Opinion ID: 789574
Heading Depth: 2
Heading Rank: 6

Heading: Excluded Co-Conspirator Statements

Text: 76 Milstein also contends that the District Court erroneously excluded from evidence a tape-recorded conversation, proffered by Milstein, between Rosenblum and Silberberg. Describing Rosenblum and Silberberg (who were not indicted) as his co-conspirators, Milstein claims the tape should have been admitted into evidence under Federal Rule of Evidence 801(d)(2)(E) as an admission of a co-conspirator. ( See Milstein brief on appeal at 67-70.) His reliance on that Rule is misplaced. 77 [A] statement by a coconspirator of a party during the course and in furtherance of the conspiracy is one type of [a]dmission by party-opponent defined as nonhearsay, but only if offered against the party. Fed.R.Evid. 801(d)(2)(E). The statement of a conspirator, offered for its truth by a co-conspirator, is not within this Rule.

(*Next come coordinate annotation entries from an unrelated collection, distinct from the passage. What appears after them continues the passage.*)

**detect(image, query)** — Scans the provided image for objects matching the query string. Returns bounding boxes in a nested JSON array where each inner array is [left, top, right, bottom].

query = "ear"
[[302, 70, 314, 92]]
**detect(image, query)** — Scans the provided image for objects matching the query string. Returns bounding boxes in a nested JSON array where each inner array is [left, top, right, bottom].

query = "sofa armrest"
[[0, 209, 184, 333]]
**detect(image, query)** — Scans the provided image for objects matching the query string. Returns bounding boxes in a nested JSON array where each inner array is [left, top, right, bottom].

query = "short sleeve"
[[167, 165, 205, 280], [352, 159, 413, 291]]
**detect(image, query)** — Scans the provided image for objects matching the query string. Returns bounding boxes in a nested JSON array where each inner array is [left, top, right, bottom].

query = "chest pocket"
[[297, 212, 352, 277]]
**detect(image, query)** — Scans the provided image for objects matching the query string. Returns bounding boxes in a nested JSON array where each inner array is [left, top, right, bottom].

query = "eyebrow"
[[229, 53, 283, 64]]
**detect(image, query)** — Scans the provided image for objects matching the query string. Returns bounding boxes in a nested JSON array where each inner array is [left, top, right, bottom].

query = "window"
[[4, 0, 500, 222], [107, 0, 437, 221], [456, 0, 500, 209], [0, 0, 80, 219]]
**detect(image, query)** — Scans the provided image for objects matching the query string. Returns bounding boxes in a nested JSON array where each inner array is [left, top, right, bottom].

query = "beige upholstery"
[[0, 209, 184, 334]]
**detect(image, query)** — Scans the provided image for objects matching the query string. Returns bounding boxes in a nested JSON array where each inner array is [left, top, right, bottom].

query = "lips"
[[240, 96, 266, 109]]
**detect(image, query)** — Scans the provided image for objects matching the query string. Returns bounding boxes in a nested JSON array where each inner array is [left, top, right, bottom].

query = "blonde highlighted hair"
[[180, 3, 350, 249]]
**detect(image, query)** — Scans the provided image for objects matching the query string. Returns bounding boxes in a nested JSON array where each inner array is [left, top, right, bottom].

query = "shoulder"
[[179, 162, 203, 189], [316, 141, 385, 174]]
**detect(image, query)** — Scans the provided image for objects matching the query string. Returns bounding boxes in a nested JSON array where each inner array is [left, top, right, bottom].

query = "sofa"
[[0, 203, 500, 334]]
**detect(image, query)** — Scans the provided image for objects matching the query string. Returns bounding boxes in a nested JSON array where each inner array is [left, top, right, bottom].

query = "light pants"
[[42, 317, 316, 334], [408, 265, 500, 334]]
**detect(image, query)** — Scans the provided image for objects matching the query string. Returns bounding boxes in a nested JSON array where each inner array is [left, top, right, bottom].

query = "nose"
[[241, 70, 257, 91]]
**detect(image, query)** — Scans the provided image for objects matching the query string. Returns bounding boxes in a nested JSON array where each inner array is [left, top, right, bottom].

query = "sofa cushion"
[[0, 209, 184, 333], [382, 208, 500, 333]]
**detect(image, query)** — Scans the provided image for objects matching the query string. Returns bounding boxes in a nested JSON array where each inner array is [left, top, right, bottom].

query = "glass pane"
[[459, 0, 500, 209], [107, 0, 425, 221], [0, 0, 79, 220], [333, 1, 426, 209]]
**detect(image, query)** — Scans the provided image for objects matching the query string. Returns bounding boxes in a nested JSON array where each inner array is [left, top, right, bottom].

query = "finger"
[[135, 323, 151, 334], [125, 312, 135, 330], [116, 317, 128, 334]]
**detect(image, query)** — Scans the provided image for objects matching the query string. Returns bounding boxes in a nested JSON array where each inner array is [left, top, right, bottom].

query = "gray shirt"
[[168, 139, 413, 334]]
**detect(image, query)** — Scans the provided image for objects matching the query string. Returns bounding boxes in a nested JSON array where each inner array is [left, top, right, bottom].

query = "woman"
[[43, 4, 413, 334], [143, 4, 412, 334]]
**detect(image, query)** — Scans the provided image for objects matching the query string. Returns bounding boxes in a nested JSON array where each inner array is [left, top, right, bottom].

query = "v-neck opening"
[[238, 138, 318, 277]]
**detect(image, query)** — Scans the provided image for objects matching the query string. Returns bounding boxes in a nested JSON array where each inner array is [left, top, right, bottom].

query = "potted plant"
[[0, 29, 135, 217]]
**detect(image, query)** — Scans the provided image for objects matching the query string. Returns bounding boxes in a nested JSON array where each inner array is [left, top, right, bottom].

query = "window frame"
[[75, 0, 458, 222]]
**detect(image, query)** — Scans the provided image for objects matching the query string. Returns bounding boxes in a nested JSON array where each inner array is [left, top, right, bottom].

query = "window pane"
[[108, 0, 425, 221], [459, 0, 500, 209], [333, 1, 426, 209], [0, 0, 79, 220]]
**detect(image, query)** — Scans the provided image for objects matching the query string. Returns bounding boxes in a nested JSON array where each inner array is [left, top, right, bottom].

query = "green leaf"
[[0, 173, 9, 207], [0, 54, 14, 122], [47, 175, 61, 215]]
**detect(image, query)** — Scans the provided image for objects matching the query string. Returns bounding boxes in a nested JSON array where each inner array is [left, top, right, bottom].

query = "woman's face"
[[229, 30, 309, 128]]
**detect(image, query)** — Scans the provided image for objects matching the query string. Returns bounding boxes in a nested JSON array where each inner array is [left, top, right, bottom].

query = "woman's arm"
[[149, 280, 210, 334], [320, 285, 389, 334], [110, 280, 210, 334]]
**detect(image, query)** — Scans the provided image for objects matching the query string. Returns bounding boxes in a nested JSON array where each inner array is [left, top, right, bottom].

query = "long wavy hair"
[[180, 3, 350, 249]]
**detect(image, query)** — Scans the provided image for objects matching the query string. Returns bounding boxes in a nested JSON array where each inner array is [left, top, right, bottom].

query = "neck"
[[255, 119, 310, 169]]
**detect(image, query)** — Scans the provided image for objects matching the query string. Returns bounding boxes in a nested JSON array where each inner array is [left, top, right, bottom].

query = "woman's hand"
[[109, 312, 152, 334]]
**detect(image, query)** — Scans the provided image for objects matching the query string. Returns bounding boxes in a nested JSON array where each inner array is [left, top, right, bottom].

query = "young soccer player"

See United States v. Kapp, 781 F.2d 1008, 1014 (3d Cir.1986). 78 Milstein's reliance on United States v. Tin Yat Chin, 371 F.3d 31 (2d Cir.2004), for the proposition that it should make no difference which party to the litigation the statement is used against (Milstein reply brief on appeal at 32) is misplaced. That case involved a question of whether the proffered evidence had been sufficiently authenticated, not whether it came within the hearsay rule. Out-of-court statements by the party offering the statements and out-of-court statements by co-conspirators of the party offering the statements, when offered for their truth, remain hearsay and are not admissible unless they fit within an exception to the hearsay rule. No applicable exception has been called to our attention. We conclude that the District Court properly excluded the co-conspirator tape proffered by Milstein.